There are also clear social benefits from these reforms. During the global financial crisis, the weaknesses in the banking sector were transmitted to the rest of the financial system and the real economy, resulting in substantial costs. Ten years after the start of the crisis, the global economy is still recovering from its effects. These costs include much higher public debt, increased unemployment and substantial output losses. To give just one example, a recent study estimates that the cumulative output loss resulting from financial crises is in the order of 100% of GDP in net present value terms.1 This output loss would probably have been much larger without the massive public sector interventions. The increase in banks' capital and liquidity resources will help mitigate both the probability and impact of future banking crises.

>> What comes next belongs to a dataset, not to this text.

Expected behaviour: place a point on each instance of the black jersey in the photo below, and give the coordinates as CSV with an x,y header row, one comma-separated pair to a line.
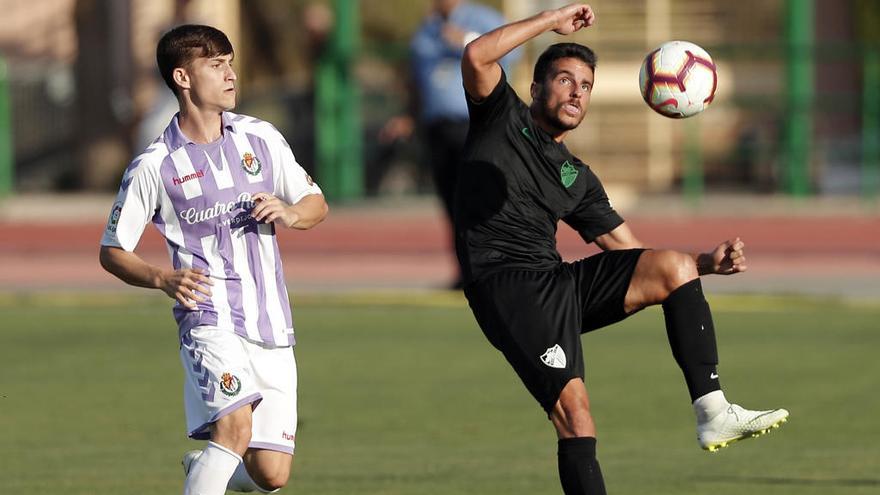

But a major faultline remained in the regulatory framework, namely, the way in which RWAs were calculated. At the peak of the global financial crisis, a wide range of stakeholders lost faith in banks' internally modelled risk-weighted capital ratios. The complexity and opacity of internal models, the degree of discretion provided to banks in modelling risk parameters, and the use of national discretions all contributed to an excessive degree of RWA variation.

The loss in the public's confidence in banks' reported capital ratios clearly highlighted the need for tighter limits to the way in which RWAs are calculated and greater transparency.

The recently finalised Basel III reforms seek to restore the credibility of RWA calculations, and as a result the public's confidence in the banking system, by:

  • enhancing the robustness and risk sensitivity of the standardised approaches for credit risk and operational risk, which will make banks' capital ratios more comparable;
  • constraining the use of internally modelled approaches, including by removing the use of the most advanced modelled approaches for certain credit risk asset classes and for calculating operational risk; and
  • complementing the risk-weighted capital ratio with a finalised leverage ratio and a revised and robust output floor.

Collectively, the set of Basel III reforms addresses a number of shortcomings in the pre-crisis regulatory framework and provides a foundation for a resilient banking system that will help mitigate the impact of future banking crises and the build-up of systemic vulnerabilities. The post-crisis framework will also help the banking system support the real economy and contribute to economic growth.

The Basel Committee's standards are global minimum standards. The Committee has no supranational authority, its decisions carry no legal force, and it cannot impose fines or sanctions. Rather, once the Committee agrees on a standard, its member jurisdictions are responsible for converting this standard into law or regulation. So internationally agreed standards that are not properly implemented will ultimately have no impact in practice. It is therefore imperative that the Basel standards are effectively implemented by all the Committee's jurisdictions.